As a Data Extraction Engineer, you will be responsible for designing, building and maintaining tooling for the extraction of data from a variety of sources, from highly structured to seemingly no structure at all. You will work closely with the engineering and data science teams to transform data from these sources into usable data.
What you’ll be responsible for
- You will be in charge of developing extraction tooling for a wide range of sources.
- You will design systems to be highly automated and adapt to changing conditions.
- You will take charge of your own work and proactively suggest improvements across the range of tooling.
- You will vigilantly identify errors and help define technical solutions.
- You will help satisfy the goals by utilising a wide range of technologies
What we’re looking for
- Strong agile mindset - iterate fast and get feedback early
- Proven experience in Python (PANDAS, Numpy)
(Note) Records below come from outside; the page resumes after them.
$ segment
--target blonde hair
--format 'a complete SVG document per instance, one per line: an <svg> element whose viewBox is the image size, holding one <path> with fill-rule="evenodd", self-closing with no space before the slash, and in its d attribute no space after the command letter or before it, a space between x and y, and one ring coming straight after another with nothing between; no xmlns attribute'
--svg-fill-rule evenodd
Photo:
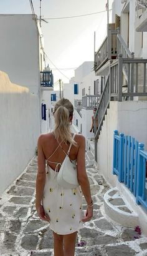
<svg viewBox="0 0 147 256"><path fill-rule="evenodd" d="M59 137L65 143L72 143L76 145L77 142L72 139L70 129L70 116L73 116L74 107L67 99L62 98L55 104L54 109L55 136Z"/></svg>

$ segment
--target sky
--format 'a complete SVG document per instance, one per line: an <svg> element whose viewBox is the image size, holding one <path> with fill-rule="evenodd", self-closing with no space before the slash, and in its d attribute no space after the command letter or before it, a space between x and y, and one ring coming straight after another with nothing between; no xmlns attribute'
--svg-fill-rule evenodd
<svg viewBox="0 0 147 256"><path fill-rule="evenodd" d="M45 19L106 11L107 1L42 0L42 17ZM109 0L110 9L112 2ZM39 17L40 0L32 0L32 3ZM10 13L31 14L29 0L0 0L0 14ZM46 21L48 23L42 21L41 27L44 51L50 60L46 59L46 64L52 70L55 83L59 79L68 82L74 76L74 69L84 61L94 60L94 31L97 51L107 36L107 12Z"/></svg>

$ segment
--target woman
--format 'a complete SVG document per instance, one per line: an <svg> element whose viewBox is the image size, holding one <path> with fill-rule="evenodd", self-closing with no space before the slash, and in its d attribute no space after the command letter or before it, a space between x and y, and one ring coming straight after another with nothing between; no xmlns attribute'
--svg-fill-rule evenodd
<svg viewBox="0 0 147 256"><path fill-rule="evenodd" d="M85 140L79 134L74 139L71 134L73 112L74 107L68 99L59 101L54 113L54 131L41 135L38 140L36 207L40 218L50 222L55 256L74 255L77 230L82 227L82 222L90 220L93 216L93 202L85 170ZM57 177L70 144L69 158L73 163L77 162L80 186L64 189L57 184ZM83 218L81 190L87 204Z"/></svg>

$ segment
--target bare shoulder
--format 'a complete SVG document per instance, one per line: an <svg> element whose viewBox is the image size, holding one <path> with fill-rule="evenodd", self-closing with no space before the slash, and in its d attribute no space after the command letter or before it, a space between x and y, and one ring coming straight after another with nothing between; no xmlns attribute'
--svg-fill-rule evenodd
<svg viewBox="0 0 147 256"><path fill-rule="evenodd" d="M38 144L40 145L44 144L47 140L52 140L54 135L52 132L48 134L40 134L38 138Z"/></svg>
<svg viewBox="0 0 147 256"><path fill-rule="evenodd" d="M85 138L82 134L76 134L75 139L79 145L85 144Z"/></svg>

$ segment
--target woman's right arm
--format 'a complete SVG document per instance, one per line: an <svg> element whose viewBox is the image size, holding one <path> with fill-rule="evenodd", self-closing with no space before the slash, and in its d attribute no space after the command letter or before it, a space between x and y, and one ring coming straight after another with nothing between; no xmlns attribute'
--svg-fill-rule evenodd
<svg viewBox="0 0 147 256"><path fill-rule="evenodd" d="M93 202L91 196L89 180L85 169L85 139L80 135L80 146L77 155L77 174L78 182L87 204L85 217L82 220L83 222L90 220L93 216Z"/></svg>

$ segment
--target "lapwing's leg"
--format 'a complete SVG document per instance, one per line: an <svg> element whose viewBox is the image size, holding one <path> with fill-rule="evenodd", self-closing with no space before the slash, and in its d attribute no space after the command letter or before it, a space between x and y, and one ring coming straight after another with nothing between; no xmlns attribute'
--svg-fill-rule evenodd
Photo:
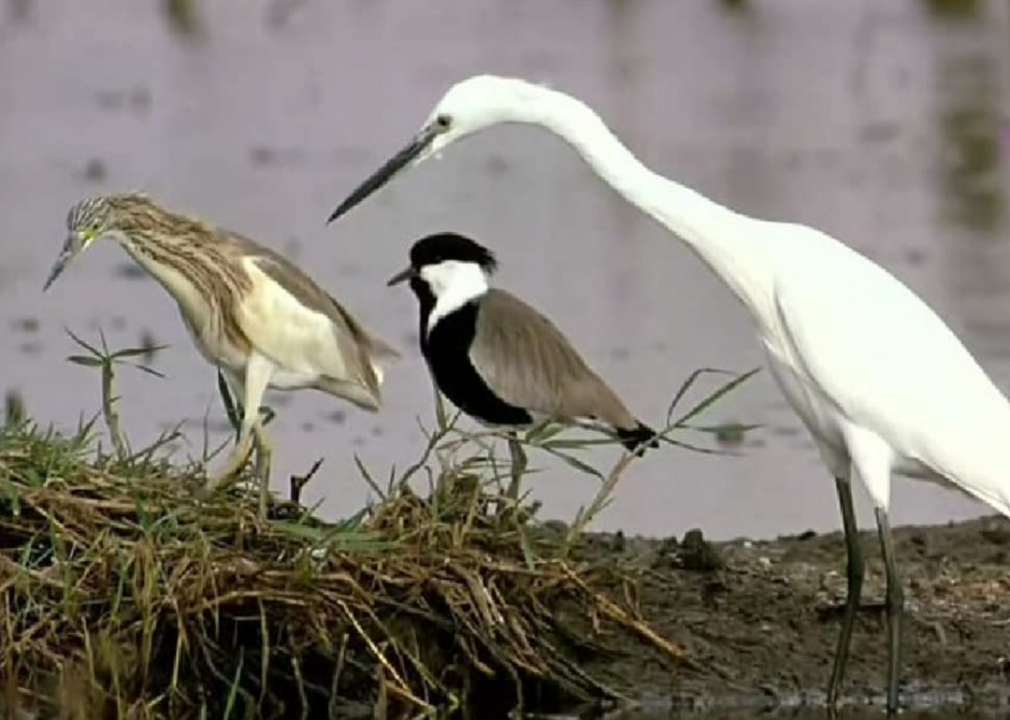
<svg viewBox="0 0 1010 720"><path fill-rule="evenodd" d="M217 475L209 478L204 486L204 492L209 494L220 488L230 480L245 461L252 450L254 428L260 422L260 405L263 402L264 393L270 385L270 379L274 375L274 364L269 359L252 352L245 366L245 379L241 383L244 393L242 397L242 423L238 430L238 443L232 451L231 456L224 468Z"/></svg>
<svg viewBox="0 0 1010 720"><path fill-rule="evenodd" d="M898 577L898 568L894 558L894 540L891 537L891 523L887 510L877 508L877 531L880 534L881 552L884 554L884 568L887 573L887 711L888 714L898 712L898 675L901 668L901 630L905 612L905 594Z"/></svg>
<svg viewBox="0 0 1010 720"><path fill-rule="evenodd" d="M274 444L267 435L263 420L254 425L256 433L256 474L260 482L260 517L267 519L267 505L270 500L270 468L274 457Z"/></svg>
<svg viewBox="0 0 1010 720"><path fill-rule="evenodd" d="M845 577L848 588L845 595L845 614L841 621L841 633L834 653L834 667L831 682L827 686L828 707L834 707L839 700L841 685L845 680L845 665L848 662L848 648L852 641L852 627L855 613L860 609L863 593L863 551L860 549L860 530L855 525L855 508L852 505L852 485L848 478L835 478L838 490L838 505L841 507L841 522L845 531L845 554L847 556Z"/></svg>
<svg viewBox="0 0 1010 720"><path fill-rule="evenodd" d="M510 432L508 436L508 451L511 456L512 482L509 483L505 496L512 501L513 505L519 502L519 486L522 485L522 476L526 473L526 452L522 449L519 436Z"/></svg>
- Thorough understanding of data structures
- Ability to work on projects using Git
- Excellent communication skills in English
- Previous experience building tooling for extracting information, be it web scraping, text extraction, or sentiment analyses
- Positive attitude
- Desire and eagerness to contribute to the success of the company and grow along with it
- Hands-on mentality
Bonus points for
- Extensive knowledge of xPath and RegEx
- Understanding of document structures, especially PDF files
- Experience in developing and monitoring long running python jobs
- AWS Lambda or other serverless platforms